About a week ago, my editor sent me a video of Duolingo doing Sabrina Carpenter’s Juno pose from her Paris show. Sure, it was funny, but how was watching Duolingo folded into the “Eiffel Tower” going to make me more inclined to complete my Duolingo math lesson for the day?
Fun fact: it was not successful.
Even though I am not always into what Duolingo is doing, what they have accomplished with their marketing strategy is truly impressive. Duolingo knows how to perfectly market to Generation Z. When they killed off the bird with a Cybertruck, everyone was talking about it on social media for weeks. In my social media rhetoric class, we continuously bring up Duolingo.
Duolingo has taken over social media because the company knows how to target different audiences on each platform. It targets TikTok and Instagram users with short and funny videos, and it uses the comment feature to post snarky, yet hilarious, messages.
For example, when the company created “Duolingo on Ice” as an April Fools prank last year, it posted a short video of Duolingo and other characters skating to the song “History Maker” from “Yuri on Ice.” When a user commented “OMG DUO ARE YOU FR (not that I would come),” Duolingo responded with “OMG YEAH (I bet your streak is zero).” That reply alone received over 93,000 likes.
Similarly, Duolingo targeted millennial and Generation X users on Facebook with this same marketing ploy. It posted a “Duolingo on Ice” song called “Spanish or Vanish” encouraging users to purchase tickets to the show. Even though it was all an April Fools Joke, the site to buy tickets was hilarious.
Finally, Duolingo wrapped everything together with a trailer for their musical on YouTube. The video received over 3.5 million views, 106,000 likes and close to 7,000 comments.

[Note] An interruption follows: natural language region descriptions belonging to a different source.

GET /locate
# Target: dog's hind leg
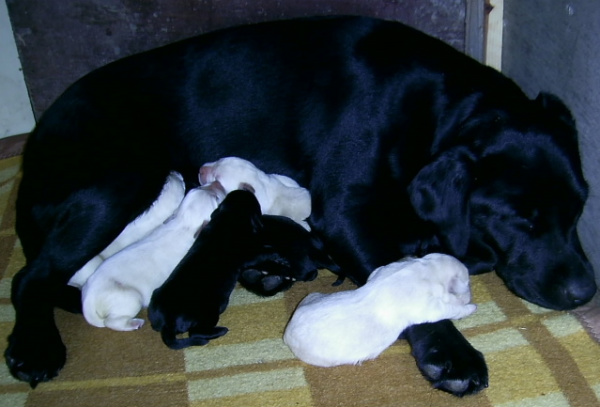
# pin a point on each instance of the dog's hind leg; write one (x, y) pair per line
(76, 229)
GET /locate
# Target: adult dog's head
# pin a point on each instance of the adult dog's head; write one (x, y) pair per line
(506, 195)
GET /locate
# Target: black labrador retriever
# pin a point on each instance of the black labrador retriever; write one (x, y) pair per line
(237, 240)
(407, 146)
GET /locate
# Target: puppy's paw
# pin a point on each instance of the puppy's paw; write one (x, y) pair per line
(263, 283)
(462, 311)
(35, 356)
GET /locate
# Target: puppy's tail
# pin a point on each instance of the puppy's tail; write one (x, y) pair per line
(170, 339)
(113, 308)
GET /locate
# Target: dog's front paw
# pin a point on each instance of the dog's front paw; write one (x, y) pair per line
(36, 356)
(447, 359)
(263, 283)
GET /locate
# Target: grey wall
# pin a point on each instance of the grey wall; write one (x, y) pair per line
(59, 40)
(555, 46)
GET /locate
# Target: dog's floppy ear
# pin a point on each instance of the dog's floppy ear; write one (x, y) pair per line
(440, 194)
(555, 107)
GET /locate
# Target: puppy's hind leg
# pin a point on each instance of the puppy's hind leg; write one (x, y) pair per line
(123, 323)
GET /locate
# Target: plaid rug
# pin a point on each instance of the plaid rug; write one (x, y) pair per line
(535, 356)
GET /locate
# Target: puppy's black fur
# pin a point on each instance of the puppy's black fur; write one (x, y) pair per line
(406, 145)
(288, 253)
(198, 290)
(272, 252)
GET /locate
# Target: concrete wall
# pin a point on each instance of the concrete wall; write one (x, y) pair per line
(555, 46)
(16, 114)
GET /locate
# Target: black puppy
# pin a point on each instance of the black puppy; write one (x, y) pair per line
(407, 147)
(288, 253)
(236, 239)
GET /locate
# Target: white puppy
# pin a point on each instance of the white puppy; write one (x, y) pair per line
(349, 327)
(277, 194)
(123, 284)
(164, 206)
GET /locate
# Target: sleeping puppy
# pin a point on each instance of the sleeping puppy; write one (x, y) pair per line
(198, 290)
(277, 194)
(349, 327)
(122, 285)
(169, 199)
(236, 241)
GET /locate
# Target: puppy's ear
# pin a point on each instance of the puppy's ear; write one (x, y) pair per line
(440, 194)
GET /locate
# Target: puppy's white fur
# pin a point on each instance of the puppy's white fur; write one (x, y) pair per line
(164, 206)
(277, 194)
(123, 284)
(349, 327)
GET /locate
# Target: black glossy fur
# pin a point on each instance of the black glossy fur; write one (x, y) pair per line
(236, 239)
(406, 145)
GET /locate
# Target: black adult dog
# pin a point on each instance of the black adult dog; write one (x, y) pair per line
(407, 147)
(272, 252)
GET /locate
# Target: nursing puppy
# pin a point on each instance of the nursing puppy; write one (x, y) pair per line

Many fans noted they would not be against attending this four-hour musical with no intermission where “the fun never stops.”

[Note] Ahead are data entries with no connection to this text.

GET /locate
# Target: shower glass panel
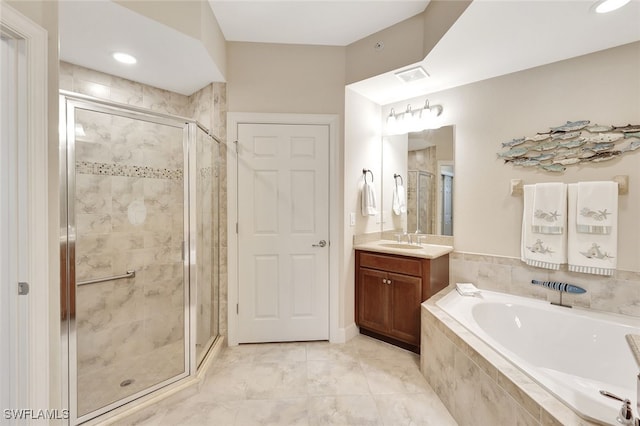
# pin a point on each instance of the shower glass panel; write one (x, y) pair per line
(420, 202)
(126, 199)
(207, 242)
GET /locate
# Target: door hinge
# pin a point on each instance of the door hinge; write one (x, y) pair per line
(23, 288)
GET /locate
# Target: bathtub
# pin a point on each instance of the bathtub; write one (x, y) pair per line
(572, 353)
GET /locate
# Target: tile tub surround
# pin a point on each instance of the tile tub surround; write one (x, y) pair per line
(476, 384)
(619, 294)
(361, 382)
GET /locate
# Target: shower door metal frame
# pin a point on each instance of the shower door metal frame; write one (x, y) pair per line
(69, 102)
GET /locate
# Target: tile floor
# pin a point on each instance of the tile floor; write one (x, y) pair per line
(361, 382)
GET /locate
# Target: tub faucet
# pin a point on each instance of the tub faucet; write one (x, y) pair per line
(625, 415)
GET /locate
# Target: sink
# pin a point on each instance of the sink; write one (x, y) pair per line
(401, 246)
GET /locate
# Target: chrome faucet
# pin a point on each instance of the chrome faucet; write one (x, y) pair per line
(625, 415)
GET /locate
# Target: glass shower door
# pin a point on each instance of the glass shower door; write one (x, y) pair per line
(207, 238)
(127, 216)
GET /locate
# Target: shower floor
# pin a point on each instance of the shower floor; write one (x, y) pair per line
(105, 386)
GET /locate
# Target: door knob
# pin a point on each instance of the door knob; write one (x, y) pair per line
(321, 243)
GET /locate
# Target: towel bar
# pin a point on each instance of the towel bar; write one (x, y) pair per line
(517, 186)
(129, 274)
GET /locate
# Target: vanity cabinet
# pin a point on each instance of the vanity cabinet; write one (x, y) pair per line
(389, 291)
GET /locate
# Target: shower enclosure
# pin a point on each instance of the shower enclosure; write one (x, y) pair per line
(139, 251)
(420, 202)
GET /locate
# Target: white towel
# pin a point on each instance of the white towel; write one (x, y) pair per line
(547, 251)
(549, 208)
(399, 200)
(467, 289)
(368, 202)
(597, 207)
(591, 253)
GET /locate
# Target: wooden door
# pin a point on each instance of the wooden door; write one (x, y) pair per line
(283, 230)
(406, 295)
(373, 300)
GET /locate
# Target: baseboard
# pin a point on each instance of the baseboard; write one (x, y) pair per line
(346, 334)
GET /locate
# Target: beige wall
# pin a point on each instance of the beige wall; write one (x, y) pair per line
(362, 149)
(405, 43)
(45, 14)
(602, 87)
(302, 79)
(279, 78)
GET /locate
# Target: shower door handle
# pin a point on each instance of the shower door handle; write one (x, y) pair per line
(321, 243)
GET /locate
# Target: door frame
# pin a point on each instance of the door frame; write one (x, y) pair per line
(234, 119)
(32, 312)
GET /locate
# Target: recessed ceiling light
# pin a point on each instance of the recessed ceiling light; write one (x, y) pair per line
(124, 58)
(604, 6)
(412, 74)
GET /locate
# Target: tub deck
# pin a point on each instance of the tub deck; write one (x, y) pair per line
(478, 385)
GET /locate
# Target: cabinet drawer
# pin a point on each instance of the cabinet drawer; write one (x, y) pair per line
(391, 263)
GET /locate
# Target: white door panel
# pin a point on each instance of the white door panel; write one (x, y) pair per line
(283, 205)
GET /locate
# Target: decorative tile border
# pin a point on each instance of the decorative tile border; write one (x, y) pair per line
(111, 169)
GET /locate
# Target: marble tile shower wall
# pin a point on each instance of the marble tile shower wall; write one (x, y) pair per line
(618, 294)
(208, 106)
(129, 186)
(122, 338)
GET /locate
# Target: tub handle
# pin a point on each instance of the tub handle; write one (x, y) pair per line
(560, 286)
(625, 416)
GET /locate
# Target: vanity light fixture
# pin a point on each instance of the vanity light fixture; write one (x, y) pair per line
(413, 120)
(605, 6)
(124, 58)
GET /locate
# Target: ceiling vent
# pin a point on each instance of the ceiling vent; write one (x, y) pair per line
(412, 74)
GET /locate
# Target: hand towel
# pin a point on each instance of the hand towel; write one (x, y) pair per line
(467, 289)
(597, 206)
(547, 251)
(368, 201)
(399, 200)
(549, 208)
(590, 253)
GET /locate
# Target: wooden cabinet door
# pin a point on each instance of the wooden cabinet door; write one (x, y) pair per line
(406, 297)
(373, 300)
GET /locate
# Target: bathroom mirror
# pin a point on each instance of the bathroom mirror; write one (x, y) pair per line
(422, 163)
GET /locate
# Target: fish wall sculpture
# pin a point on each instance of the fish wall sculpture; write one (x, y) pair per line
(575, 142)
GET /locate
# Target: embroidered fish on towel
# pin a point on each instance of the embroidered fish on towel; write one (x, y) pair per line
(539, 247)
(600, 215)
(549, 217)
(595, 253)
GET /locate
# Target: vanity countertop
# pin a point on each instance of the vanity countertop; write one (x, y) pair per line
(424, 251)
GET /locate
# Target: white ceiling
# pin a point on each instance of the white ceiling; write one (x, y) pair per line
(91, 31)
(319, 22)
(494, 38)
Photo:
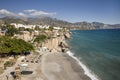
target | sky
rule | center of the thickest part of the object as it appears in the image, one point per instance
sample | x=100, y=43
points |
x=106, y=11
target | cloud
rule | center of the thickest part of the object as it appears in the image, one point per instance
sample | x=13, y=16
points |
x=5, y=12
x=22, y=14
x=25, y=13
x=30, y=10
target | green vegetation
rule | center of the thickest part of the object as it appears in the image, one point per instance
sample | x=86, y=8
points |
x=51, y=28
x=40, y=38
x=10, y=45
x=10, y=29
x=9, y=63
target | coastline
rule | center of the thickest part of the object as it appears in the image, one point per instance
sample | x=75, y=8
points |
x=60, y=66
x=55, y=64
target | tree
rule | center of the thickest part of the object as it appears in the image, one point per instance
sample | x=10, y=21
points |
x=11, y=30
x=40, y=38
x=12, y=45
x=37, y=28
x=51, y=28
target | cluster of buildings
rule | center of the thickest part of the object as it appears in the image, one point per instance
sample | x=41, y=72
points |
x=30, y=26
x=33, y=26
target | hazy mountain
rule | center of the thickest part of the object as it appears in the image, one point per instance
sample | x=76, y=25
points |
x=55, y=22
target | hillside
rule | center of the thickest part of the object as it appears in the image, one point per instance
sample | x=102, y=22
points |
x=61, y=23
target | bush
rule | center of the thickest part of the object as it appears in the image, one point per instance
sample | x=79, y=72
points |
x=40, y=38
x=8, y=63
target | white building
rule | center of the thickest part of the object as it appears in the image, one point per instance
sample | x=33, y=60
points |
x=29, y=26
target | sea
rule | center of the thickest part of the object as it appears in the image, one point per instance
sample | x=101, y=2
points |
x=97, y=52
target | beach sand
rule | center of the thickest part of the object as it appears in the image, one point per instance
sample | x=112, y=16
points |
x=60, y=66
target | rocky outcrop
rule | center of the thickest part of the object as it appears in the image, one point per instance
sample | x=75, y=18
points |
x=67, y=35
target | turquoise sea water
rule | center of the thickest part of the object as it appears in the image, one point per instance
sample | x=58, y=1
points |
x=99, y=50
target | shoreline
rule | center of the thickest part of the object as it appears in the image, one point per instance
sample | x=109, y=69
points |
x=55, y=64
x=60, y=66
x=86, y=70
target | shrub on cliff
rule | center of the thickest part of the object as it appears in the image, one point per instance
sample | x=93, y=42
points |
x=40, y=38
x=10, y=45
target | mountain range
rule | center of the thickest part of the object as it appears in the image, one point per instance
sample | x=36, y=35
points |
x=56, y=22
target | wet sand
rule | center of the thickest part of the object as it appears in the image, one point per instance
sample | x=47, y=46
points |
x=60, y=66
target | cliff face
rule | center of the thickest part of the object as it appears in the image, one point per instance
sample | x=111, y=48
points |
x=56, y=22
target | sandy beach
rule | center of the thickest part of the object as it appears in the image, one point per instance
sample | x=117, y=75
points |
x=60, y=66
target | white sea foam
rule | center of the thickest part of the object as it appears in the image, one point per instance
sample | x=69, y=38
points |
x=87, y=71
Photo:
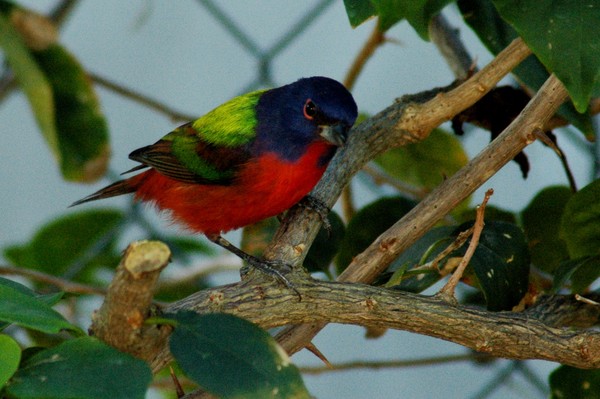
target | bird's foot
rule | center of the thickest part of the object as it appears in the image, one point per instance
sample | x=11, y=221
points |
x=315, y=204
x=273, y=268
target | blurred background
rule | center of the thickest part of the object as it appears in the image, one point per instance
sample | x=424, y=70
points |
x=193, y=55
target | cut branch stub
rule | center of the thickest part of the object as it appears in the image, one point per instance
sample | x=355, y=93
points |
x=120, y=320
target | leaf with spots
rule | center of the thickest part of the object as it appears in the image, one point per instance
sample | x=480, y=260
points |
x=500, y=263
x=573, y=383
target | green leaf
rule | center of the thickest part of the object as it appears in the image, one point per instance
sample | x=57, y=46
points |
x=563, y=35
x=421, y=252
x=27, y=311
x=417, y=12
x=500, y=263
x=427, y=163
x=368, y=224
x=496, y=34
x=256, y=237
x=571, y=383
x=580, y=224
x=32, y=80
x=82, y=368
x=60, y=243
x=9, y=361
x=84, y=157
x=232, y=358
x=326, y=245
x=541, y=222
x=581, y=272
x=359, y=11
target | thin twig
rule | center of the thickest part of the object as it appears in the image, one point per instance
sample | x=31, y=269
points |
x=447, y=291
x=375, y=40
x=448, y=42
x=140, y=98
x=386, y=364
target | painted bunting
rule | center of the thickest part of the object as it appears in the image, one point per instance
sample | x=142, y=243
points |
x=251, y=158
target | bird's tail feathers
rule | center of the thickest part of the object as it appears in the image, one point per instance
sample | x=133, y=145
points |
x=118, y=188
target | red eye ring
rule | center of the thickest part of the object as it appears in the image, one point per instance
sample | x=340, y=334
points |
x=310, y=109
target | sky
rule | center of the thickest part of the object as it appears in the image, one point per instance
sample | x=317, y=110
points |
x=178, y=54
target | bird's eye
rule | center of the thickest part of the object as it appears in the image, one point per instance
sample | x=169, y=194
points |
x=310, y=109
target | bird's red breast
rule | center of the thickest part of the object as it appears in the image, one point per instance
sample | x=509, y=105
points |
x=266, y=186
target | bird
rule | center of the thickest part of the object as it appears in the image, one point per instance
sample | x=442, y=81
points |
x=251, y=158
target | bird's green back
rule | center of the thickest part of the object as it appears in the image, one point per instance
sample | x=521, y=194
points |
x=231, y=124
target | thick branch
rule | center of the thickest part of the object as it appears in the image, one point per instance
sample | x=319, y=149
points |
x=411, y=121
x=502, y=334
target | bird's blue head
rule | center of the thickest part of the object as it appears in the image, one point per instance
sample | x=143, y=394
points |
x=291, y=117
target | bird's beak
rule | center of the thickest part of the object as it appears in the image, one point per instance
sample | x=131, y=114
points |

Duolingo continuously commits to its marketing strategy across all platforms, and it works. It gets people talking face-to-face and users posting about it online. And every time you think it has done it all, it comes out of left field with something new – this year’s April Fools prank featured a new Duolingo-themed cruise.
However, even with the unmatched creative marketing, I still get lost with how users feel inclined to complete their lessons. “Duolingo on Ice” may be extremely creative and fun, but how does it push users to complete their lessons and stay on top of learning a new language?
Killing off Duolingo may have been the cherry on top, but what happens after users “revive” Duolingo? Will they still feel inclined to complete their lessons?